3. The fabric textile tension automatic regulating device according to claim 2, wherein: The outer wall of the textile frame (1) is fixedly connected to a motor (16), and a locking block (17) is fixedly installed at the output end of the motor (16). The outer wall of the locking block (17) is rotatably connected to the inner wall of the textile frame (1), and a take-up roller (18) is detachably installed on the inner wall of the locking block (17).

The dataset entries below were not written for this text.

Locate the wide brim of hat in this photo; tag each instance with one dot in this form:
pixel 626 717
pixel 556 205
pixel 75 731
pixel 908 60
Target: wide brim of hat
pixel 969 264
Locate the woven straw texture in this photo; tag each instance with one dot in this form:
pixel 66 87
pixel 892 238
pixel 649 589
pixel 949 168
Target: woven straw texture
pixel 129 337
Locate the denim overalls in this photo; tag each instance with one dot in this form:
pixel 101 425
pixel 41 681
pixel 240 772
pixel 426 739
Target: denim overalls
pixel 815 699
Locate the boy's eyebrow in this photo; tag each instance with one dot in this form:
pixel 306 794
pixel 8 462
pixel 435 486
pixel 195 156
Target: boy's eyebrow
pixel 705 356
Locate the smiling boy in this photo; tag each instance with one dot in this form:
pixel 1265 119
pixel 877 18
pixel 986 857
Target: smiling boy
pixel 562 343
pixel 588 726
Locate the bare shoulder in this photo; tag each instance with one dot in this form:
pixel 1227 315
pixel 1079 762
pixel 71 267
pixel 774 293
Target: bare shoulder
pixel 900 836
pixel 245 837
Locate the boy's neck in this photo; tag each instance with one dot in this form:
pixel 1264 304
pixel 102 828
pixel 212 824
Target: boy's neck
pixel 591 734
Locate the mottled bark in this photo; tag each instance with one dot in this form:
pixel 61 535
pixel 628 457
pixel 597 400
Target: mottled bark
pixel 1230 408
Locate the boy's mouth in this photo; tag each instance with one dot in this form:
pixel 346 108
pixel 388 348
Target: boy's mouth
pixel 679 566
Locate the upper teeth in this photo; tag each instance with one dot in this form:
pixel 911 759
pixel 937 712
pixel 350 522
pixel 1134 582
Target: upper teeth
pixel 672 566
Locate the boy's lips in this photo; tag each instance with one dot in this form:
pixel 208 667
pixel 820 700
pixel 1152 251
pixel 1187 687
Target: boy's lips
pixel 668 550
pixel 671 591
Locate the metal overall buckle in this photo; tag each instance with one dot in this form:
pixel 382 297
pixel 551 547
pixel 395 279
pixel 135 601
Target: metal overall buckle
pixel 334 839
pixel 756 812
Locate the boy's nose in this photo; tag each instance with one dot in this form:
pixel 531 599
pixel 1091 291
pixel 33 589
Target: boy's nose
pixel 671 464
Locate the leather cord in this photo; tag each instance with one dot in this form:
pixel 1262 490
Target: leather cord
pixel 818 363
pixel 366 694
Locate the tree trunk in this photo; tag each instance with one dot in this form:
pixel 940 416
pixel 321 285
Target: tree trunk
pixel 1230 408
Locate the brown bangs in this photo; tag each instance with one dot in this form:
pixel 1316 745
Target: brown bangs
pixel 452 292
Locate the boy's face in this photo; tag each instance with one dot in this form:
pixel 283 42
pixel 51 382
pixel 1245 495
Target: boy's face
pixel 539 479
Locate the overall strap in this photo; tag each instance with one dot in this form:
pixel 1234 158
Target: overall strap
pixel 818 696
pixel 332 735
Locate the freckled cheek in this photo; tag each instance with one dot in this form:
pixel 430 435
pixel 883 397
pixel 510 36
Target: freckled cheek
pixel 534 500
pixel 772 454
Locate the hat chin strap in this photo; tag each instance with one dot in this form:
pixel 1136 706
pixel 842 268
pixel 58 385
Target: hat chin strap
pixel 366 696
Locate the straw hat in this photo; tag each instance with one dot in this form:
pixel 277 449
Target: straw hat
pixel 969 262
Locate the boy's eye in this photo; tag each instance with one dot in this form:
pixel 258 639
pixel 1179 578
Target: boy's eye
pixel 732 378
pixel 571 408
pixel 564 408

4. The fabric textile tension automatic regulating device according to claim 3, wherein: The inner wall of the card block (17) is slidably connected to the mounting block (19), and the outer wall of the mounting block (19) is slidably connected to the inner wall of the receiving roller (18).
5. The fabric textile tension automatic regulating device according to claim 4, wherein: The inner wall of the mounting block (19) is slidably connected to a pressing rod (20), and the outer wall of the pressing rod (20) is fixedly connected to a rotating piece (22), the outer wall of the rotating piece (22) being slidably connected to the inner wall of the mounting block (19).
6. The fabric textile tension automatic regulating device according to claim 5, wherein: The upper surface of the rotating plate (22) is provided with a second spring (21), and the upper surface of the second spring (21) is fixedly connected to the inner wall of the mounting block (19).
7. The fabric textile tension automatic regulating device according to claim 6, wherein: A connecting block (23) is fixedly connected to the lower surface of the pressing rod (20). A rotating rod (24) is rotatably connected to the outer wall of the connecting block (23). A support block (25) is rotatably connected to the inner wall of the rotating rod (24). The outer wall of the support block (25) is slidably connected to the inner wall of the mounting block (19).
8. The fabric textile tension automatic regulating device according to claim 7, wherein: The inner wall of the support block (25) is slidably connected to a limiting block (26), and the upper surface of the limiting block (26) is fixedly connected to the inner wall of the mounting block (19).